Map(s)

It appears that the sides were added to the panels in the middle later on. Does that mean that they are from another painter?

Day suggests that the painter worked from top to bottom and started to run out of space and thus the panels below are no longer square. It could be that these maps formed the dimensions that the artist had to work with. The style is much like the upper panel (look at the mountains). If the sides were not of the same artist, perhaps the (hardly Masonic) first panel isn’t either (and perhaps even the fourth neither). Then again, even when the sides were added later, they still could have been painted by the same artist.

The sides have no obvious Masonic symbolism. There is a suggestion that the map represents the Exodus from Egypt by the Jews, or -a bit more specific- that the left shows the wandering of the Jews before the captivity in Egypt and the rights those of after. In any case, the left side seems to have Old Testament images, that on the right New Testament.
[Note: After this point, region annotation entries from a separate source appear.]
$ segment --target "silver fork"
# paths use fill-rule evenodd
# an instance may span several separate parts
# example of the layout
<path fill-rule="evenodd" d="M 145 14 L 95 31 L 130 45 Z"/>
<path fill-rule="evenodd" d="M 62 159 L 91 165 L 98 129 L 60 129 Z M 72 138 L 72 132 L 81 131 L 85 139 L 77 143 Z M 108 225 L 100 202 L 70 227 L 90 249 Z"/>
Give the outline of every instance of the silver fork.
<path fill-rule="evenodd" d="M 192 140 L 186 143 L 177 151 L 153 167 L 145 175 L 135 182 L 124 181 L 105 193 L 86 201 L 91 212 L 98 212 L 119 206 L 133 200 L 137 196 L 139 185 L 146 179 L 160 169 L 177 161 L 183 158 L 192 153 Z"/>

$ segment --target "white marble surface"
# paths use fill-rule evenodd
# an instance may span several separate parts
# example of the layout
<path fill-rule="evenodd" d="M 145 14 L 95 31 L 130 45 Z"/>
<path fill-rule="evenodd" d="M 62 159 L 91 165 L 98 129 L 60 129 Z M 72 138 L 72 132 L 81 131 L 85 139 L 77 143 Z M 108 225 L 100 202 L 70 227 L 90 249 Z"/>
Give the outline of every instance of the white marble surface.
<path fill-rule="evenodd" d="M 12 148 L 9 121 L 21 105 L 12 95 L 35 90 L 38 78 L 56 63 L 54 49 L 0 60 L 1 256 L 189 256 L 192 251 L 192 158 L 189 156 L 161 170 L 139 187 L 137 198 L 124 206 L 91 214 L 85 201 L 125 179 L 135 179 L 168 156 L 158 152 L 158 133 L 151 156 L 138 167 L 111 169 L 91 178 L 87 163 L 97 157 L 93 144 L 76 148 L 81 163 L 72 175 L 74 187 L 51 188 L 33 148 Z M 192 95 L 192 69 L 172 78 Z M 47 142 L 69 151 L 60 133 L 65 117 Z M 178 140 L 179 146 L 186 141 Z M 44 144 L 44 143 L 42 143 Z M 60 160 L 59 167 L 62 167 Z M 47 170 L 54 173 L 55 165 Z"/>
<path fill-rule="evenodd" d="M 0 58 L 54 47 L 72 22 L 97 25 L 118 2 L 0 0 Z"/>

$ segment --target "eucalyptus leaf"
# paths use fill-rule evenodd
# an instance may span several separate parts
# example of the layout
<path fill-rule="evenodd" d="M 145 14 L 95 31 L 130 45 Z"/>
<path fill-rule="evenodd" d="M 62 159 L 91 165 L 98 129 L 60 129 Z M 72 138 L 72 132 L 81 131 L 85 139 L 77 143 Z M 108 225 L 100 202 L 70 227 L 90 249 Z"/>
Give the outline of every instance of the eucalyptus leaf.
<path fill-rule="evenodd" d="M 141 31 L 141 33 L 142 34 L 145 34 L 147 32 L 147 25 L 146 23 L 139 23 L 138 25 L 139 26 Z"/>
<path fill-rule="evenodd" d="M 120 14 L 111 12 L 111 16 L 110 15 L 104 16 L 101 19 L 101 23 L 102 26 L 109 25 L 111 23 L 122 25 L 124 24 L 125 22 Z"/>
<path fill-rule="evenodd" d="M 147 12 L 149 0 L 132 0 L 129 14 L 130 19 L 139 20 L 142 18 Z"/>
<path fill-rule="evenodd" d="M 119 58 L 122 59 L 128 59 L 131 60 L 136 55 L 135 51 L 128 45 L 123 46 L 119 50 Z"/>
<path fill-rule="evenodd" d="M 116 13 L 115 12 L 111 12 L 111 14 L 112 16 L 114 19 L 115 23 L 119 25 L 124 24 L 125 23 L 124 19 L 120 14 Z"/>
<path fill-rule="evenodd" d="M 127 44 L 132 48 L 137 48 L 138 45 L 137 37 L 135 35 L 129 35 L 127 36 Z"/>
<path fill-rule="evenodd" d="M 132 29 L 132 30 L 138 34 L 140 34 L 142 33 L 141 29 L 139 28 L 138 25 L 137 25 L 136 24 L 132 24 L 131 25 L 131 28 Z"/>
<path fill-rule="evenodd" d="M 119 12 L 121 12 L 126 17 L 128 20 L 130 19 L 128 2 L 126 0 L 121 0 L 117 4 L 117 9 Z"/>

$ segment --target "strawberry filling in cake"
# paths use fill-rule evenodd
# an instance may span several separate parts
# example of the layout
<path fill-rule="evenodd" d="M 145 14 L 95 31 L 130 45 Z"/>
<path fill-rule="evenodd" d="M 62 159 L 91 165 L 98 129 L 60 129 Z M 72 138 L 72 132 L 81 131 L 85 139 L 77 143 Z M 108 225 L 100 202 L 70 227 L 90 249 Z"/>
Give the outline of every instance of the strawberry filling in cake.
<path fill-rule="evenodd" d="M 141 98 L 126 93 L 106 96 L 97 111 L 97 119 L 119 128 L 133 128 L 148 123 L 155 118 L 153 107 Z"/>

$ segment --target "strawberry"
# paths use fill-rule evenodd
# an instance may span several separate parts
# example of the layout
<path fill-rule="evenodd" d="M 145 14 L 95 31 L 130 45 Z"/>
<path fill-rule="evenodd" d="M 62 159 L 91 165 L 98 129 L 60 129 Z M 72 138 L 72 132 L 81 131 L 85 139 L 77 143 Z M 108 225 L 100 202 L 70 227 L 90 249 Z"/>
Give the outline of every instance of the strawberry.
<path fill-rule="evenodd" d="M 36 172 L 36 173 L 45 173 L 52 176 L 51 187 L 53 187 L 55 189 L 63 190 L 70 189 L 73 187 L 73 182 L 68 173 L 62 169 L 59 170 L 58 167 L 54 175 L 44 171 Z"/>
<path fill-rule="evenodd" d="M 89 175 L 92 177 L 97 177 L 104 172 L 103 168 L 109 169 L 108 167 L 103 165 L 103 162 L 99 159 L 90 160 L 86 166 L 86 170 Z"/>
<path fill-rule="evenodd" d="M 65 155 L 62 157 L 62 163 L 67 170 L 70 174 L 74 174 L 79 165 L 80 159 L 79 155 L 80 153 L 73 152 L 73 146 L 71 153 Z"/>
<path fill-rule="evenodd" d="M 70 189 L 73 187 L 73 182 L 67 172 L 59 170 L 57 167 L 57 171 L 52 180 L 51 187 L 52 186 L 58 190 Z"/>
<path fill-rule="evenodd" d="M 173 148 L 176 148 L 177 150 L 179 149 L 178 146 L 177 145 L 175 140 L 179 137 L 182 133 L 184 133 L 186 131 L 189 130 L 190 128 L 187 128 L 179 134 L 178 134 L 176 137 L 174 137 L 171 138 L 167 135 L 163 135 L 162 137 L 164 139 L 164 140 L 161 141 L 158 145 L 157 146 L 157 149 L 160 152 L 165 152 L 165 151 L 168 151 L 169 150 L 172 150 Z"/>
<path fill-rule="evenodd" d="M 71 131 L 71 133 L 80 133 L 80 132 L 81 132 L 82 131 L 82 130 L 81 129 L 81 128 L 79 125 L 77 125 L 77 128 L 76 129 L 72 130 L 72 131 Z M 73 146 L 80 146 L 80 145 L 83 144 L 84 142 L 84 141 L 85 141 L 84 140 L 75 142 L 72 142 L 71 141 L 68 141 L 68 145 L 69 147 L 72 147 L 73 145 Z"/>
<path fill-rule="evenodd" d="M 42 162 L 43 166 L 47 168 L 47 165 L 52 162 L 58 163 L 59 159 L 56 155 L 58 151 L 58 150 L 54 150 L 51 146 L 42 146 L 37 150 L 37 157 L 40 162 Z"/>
The maps have some details that especially Cooper takes note off. Therefor I have cut both sides into five parts. As you can see there are some sort of dividing lines suggesting different parts or scenes, but since some elements, such as the river on the right, continues alongside these divisions, the lines may not be divisions at all. The panel on the right is not as obvious to cut in pieces as the one on the left. Cooper -by the way- suggests that the map on the left should be left from top to bottom. The panel on the right from bottom to top.